That doesn’t mean a change in head coaches is in order. We can simultaneously conclude that he’s not been good enough at all parts of his job and also that firing him would be a pretty dumb move. Beyond the financial implications of a change, as long as we’re stuck in this weird purgatory between iterations of the Pac-12, we need to take stability where we can get it.

But something had to change, and the most obvious move didn’t take long: Defensive coordinator Jeff Schmedding is out as of this morning. After he followed up a bad debut (83rd nationally in scoring defense playing a Pac-12 schedule) with something even worse (90th while playing an MWC schedule), it simply had to be done.
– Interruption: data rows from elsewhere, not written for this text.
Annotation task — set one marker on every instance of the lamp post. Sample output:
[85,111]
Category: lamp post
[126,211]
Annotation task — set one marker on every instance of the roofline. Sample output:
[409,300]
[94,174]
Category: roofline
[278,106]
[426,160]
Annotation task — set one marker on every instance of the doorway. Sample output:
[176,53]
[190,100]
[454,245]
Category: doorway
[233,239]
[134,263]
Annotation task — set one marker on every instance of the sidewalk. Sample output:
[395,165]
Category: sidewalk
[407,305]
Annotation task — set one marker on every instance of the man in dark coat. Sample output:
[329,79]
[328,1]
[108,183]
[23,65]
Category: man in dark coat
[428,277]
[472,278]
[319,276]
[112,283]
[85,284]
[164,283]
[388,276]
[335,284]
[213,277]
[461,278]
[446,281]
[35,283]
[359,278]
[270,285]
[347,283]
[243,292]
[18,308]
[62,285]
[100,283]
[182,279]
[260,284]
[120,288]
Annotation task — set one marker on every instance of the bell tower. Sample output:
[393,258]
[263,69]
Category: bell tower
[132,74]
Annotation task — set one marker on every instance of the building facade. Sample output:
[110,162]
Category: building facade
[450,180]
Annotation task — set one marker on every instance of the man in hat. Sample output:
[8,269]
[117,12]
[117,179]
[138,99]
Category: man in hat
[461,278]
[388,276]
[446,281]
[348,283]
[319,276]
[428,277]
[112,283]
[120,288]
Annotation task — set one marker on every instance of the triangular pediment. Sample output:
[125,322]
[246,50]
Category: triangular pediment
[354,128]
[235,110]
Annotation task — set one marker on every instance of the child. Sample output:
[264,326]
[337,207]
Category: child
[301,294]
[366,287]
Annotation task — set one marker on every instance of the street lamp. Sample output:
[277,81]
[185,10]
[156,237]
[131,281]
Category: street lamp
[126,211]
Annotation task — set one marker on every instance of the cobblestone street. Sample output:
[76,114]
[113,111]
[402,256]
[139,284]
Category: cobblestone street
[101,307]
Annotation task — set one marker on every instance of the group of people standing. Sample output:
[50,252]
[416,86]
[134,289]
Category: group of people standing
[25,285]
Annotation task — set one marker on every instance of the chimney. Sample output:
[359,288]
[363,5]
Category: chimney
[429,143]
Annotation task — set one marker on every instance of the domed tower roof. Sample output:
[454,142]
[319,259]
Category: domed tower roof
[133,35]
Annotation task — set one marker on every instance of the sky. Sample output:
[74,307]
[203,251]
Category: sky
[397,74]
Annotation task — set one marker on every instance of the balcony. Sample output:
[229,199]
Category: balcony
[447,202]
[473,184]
I’d like to suggest, though, that laying all of the defense’s problems at Schmedding’s feet risks making him a scapegoat for larger issues. When your head coach is the former defensive coordinator, you’d not expect the defense to be the weak link for two years. Beyond that, this is now the third time Dickert will be hiring for that job; you’ll remember that his original DC, Brian Ward, left for ASU after just one season in 2022. There are conflicting reports about why that happened, and whether it was a mutual parting of ways or not, but the bottom line is that Dickert has been unable to nail that hire. When Mike Leach struggles to field a competent defense or find a suitable defensive coordinator, it’s not really surprising; when your defensive-minded head coach has the same issues … you can’t help but wonder.

It’s not fair to compare Dickert to Leach. But I think the contrast does show the vagaries of turning your program over to an exceedingly young coach. Not only is he learning on the job, he also took the reins with a fairly limited network of coaching contacts. In time, both of those things will grow, but it’s obviously a bit of a struggle now — and it’s going to be put even more to the test now that he’s going to be replacing both coordinators: offensive coordinator Ben Arbuckle is set to take the same position at Oklahoma.

The most concerning thing to me about these past two seasons is that Dickert’s teams haven’t gotten better — either within games or over the course of the season. That reeks of poor coaching, and Dickert is the guy at the top. What is he not doing? I’m certain he’s doing everything he can to figure it out, but also: Not all coaches who do everything they can necessarily figure it out.

I suppose all we really can hope for is that these insanely disappointing finishes to both games and seasons are part of the growing process for an inexperienced head coach. Dickert’s got a massive opportunity to reset some things with these two hires. Let’s hope he gets it right.